School-day Mornings Can Be Pleasant

Hi,

I can pretty much guarantee you that all my recent mornings have been supremely pleasant. My husband, John, and I have had on our bucket list a trip through the Panama Canal. And today, through the miracle of technology and planning ahead this e-zine is coming to you as usual but I am on a ship cruising toward to Canal.

So, I thought I’d talk to you about mornings.

School-Day Mornings Can Be Pleasant

Mom gets up in the morning and has a relaxing shower. Dad heads to the kitchen where he puts on the coffee and sets the table for breakfast. He is then ready for his shower. Once Mom’s dressed the children, Jay 8 and Madison 10 jump out of bed ready for the day. They dress in the clothing that they carefully laid out the night before and come the kitchen for breakfast. Breakfast is a happy meal with laughing and talking. Then the kids grab their backpacks and head out the door in plenty of time. They walk to school together ready for yet another day of studies.

Well, that may happen somewhere but for most of us it’s a dream. But dreams can also be goals. And a new school year is a time to set new standards. How can we organize ourselves so that at least most school mornings will run smoothly?

Decide today that this is a goal and involve the family in making it happen. It starts with day one. So plan now. I’m going to let you in on a little secret. Your children don’t like the chaos and confusion in the morning any more than you do. They would like to arrive at school calm and ready to settle down to work. So work with all your family members to see what works best for you.

What to wear? Organize the closet so the school clothes are all together. If your child is a slow starter in the morning, have her choose her clothes the night before, but is she’s a morning person let her wait until she’s out of bed.

Plan breakfast and lunches ahead of time. How you do this is up to you. Some families set the breakfast table the night before so they’re ready to go. Some make lunches at night, others in the morning. But involve the kids. They will eat the lunches they prepare. Of course you need to set some guidelines about what goes in the lunch bag.

Now here’s the big question. How much time do you really need? I bet it’s a bit more than you give yourself. Yes, get up a bit earlier and it will be worth it. Being organized can make your mornings better, but bottom-line if you haven’t allowed enough time for everyone to use the bathroom, have breakfast and get their stuff together all the organization in the world is for naught.
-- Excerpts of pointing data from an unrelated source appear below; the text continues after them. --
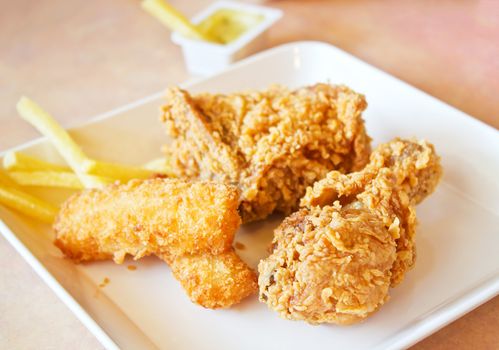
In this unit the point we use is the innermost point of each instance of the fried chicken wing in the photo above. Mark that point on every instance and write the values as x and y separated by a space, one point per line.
336 258
272 143
189 225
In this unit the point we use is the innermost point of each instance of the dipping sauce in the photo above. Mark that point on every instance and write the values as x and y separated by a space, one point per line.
227 25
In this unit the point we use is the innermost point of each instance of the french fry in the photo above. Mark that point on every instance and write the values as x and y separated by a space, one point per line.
116 171
173 19
59 137
17 161
6 180
53 179
27 204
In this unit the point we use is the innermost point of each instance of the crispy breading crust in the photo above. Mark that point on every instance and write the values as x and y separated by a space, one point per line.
179 221
272 143
335 259
215 281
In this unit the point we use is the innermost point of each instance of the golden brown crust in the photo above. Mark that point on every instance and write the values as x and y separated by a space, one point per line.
328 265
143 217
354 238
272 143
189 225
215 281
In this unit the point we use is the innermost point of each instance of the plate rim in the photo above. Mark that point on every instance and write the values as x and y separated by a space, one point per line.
437 318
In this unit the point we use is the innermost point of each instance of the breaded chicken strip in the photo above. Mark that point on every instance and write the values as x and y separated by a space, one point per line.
272 143
189 225
336 258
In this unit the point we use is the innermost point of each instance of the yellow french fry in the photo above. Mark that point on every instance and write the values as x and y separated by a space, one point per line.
27 204
6 180
53 179
59 137
17 161
173 19
116 171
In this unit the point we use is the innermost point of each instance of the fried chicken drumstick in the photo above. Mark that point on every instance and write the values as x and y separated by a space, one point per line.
191 226
272 144
335 259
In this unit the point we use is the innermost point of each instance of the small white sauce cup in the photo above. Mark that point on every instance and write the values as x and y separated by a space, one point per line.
205 58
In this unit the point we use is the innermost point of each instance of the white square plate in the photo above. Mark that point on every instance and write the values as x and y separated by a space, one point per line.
458 236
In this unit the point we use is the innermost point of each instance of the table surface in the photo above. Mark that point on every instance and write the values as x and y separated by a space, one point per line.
67 54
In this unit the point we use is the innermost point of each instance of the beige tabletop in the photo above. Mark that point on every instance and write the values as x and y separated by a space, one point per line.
79 58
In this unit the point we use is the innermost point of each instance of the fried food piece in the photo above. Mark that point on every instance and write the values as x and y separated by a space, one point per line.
336 258
272 143
215 281
181 222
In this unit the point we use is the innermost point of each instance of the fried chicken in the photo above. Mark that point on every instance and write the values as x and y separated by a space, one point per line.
272 144
335 259
189 225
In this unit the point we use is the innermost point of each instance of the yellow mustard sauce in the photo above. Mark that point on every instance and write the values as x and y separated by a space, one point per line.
227 25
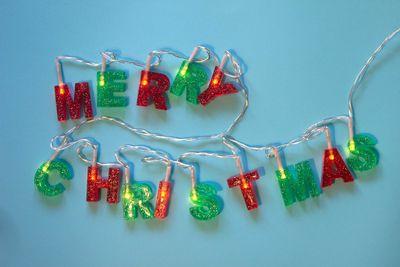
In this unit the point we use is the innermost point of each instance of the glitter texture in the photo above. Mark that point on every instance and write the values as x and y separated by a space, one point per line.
191 77
363 154
162 202
136 199
298 189
152 87
334 167
95 183
246 187
65 102
207 204
108 83
42 175
216 88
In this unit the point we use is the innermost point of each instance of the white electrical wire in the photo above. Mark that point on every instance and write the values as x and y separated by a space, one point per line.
65 140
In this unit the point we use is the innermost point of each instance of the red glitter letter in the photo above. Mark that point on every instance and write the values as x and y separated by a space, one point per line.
246 187
216 88
162 202
64 101
95 183
152 86
334 167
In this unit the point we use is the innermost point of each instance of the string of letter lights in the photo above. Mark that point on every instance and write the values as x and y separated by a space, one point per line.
297 182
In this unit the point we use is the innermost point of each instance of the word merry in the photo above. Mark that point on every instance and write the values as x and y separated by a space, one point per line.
153 86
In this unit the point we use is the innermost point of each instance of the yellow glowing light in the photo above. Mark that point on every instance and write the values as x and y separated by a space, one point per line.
352 145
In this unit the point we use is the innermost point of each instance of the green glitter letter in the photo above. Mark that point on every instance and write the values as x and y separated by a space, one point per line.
364 155
42 177
191 76
298 189
135 198
108 83
205 198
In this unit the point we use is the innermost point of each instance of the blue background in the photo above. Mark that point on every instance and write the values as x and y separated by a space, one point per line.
300 58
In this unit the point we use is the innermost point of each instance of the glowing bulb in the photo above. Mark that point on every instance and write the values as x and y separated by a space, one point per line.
283 175
46 167
101 80
352 145
184 70
93 174
194 195
127 194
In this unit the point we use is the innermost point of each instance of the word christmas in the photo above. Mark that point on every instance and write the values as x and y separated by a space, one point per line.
297 182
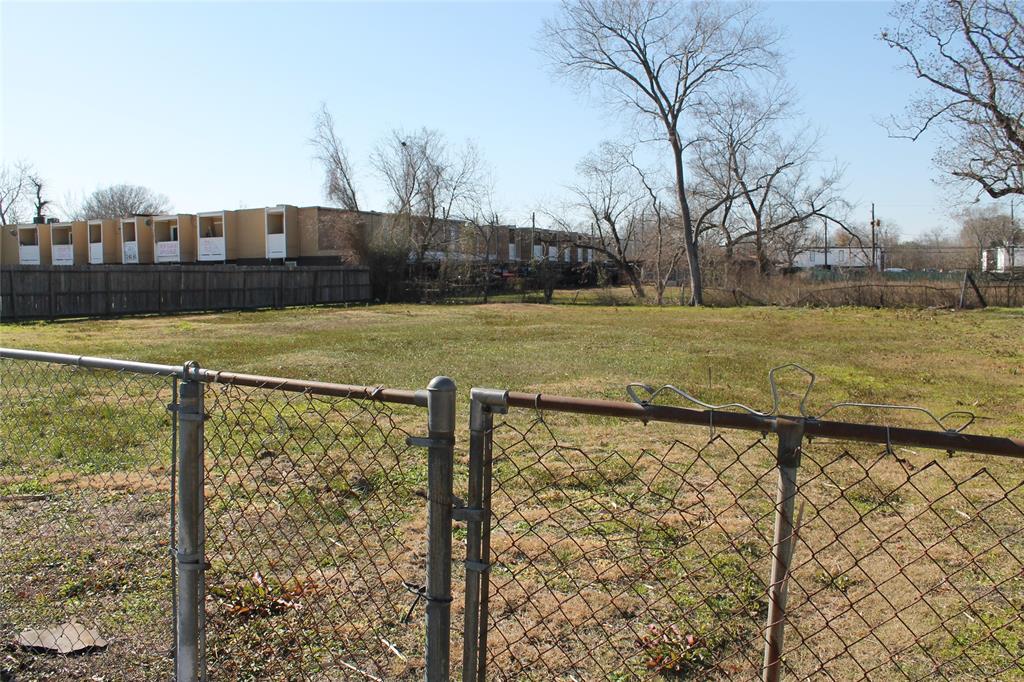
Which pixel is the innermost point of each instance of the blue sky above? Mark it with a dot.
(212, 103)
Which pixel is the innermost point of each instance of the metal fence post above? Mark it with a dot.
(483, 403)
(189, 554)
(791, 433)
(440, 427)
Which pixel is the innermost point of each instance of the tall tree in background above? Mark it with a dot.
(774, 180)
(615, 208)
(339, 185)
(122, 200)
(38, 186)
(658, 60)
(431, 185)
(13, 192)
(970, 54)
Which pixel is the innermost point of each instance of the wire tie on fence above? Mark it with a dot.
(421, 593)
(186, 559)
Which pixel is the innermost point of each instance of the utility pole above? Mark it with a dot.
(875, 225)
(826, 242)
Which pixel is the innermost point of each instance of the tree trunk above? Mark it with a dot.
(689, 239)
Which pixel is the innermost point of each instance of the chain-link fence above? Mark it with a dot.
(163, 520)
(314, 525)
(623, 550)
(86, 578)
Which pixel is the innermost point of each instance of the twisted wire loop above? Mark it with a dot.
(650, 557)
(85, 507)
(645, 394)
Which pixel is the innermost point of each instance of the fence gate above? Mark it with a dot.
(314, 524)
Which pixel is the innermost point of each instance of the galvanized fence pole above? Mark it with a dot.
(440, 443)
(483, 403)
(189, 549)
(791, 433)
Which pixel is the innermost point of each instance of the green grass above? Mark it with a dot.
(940, 359)
(666, 534)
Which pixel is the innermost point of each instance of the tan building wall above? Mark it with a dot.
(142, 228)
(216, 237)
(103, 242)
(166, 249)
(337, 233)
(282, 231)
(69, 243)
(8, 245)
(250, 226)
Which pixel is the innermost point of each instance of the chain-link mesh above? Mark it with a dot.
(908, 565)
(315, 521)
(85, 571)
(610, 562)
(617, 558)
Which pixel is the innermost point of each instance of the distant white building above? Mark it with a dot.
(839, 257)
(1003, 258)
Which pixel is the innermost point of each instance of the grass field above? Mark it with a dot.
(621, 551)
(939, 359)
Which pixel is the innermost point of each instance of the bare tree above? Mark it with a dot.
(658, 60)
(614, 209)
(13, 192)
(662, 246)
(431, 186)
(122, 200)
(339, 186)
(37, 185)
(970, 54)
(743, 156)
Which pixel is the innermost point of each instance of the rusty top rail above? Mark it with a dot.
(378, 393)
(948, 440)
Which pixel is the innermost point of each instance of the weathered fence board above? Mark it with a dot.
(29, 292)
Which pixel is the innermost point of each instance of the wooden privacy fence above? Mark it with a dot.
(44, 292)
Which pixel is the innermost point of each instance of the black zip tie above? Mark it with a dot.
(421, 593)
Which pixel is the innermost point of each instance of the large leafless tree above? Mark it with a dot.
(614, 208)
(771, 184)
(969, 54)
(339, 184)
(658, 60)
(14, 188)
(431, 185)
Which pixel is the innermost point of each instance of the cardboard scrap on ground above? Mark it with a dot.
(67, 638)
In many families as little as fifteen minutes can make all the difference.

Other things you can do to improve the morning is to give each child her own alarm clock and teach her how to use it. Stagger wake-up time to avoid bathroom congestion. Keep soap, toothpaste, combs and the like in a convenient place which is low enough for younger kids to help themselves. Simplify your kids clothing, the easier it is to put on the faster they get dressed.

Finally, keep the television turned off. It’s distracting and engaging and the kids just aren’t going to keep moving along if it’s on. Breakfast can be a family time. Take a few minutes to chat, to connect and get ready for the day. It will be worth it.

 Vive la Différence:

Raising Children with Different Temperaments.

I have always known that each child is a unique individual. I looked at my two who are as different as night and day. Then I consider my siblings and we are a texbook example of different.

But, now I have three grandchildren, all the same age and the differences from their births has been striking. Just before they were born I was thinking about the two movies about Snow White and the Seven Dwarves and this also caused me to think about the differences of people who live together.

The result is the e-parenting mini guide, Vive la Différence: Raising Children with Different Temperaments

  Bringing Parenting Today to your event. 

Parenting Today is keen to speak as part of your professional development event, parenting workshop or workplace wellness support program. I offer keynotes and workshops, have written books and have ongoing newspaper columns, books, blogs and newsletters.

And, no matter what the actual topic, they all share a basic value that I call:

P.U.R.E. Parenting.

P — is a parenting plan

U — is unconditional love

R — is respect for your child as he is right now

E — is encouragement

These make up the framework of any resources that will come from Parenting Today. These four pillars are the essential ingredients for raising healthy children who will develop into capable young men and women.

 

 

Posted in Family Concerns, News, School-Age, Teens | 2 Comments

2 Responses to School-day Mornings Can Be Pleasant

  1. Peter says:

    The timing of this article is perfect. We just started having a very difficult time with our 8 year old and going to school. The only child has no issues getting up, dressed or eating. What gets me is the TV and computer time. He will turn off the computer, but has a hard time with the TV… And yes I would love to be at home for that portion, but I am not. How do we get some mom’s to be the mean one and say no to TV when jr is not going to go to school if he does not get his way. No answer required, we know what needs to be done, just what to do when in a bind…? 🙁

  2. Kathy Lynn says:

    Sit down as a family and talk about the rules concerning TV and computer time. Let him know what your expectations are and then listen to him. Listening to him does not mean doing what he wants but you might get some ideas about why this is such a big deal for him and be able to make some adjustments. Once both parents and the child are on the same page, it could go more smoothly.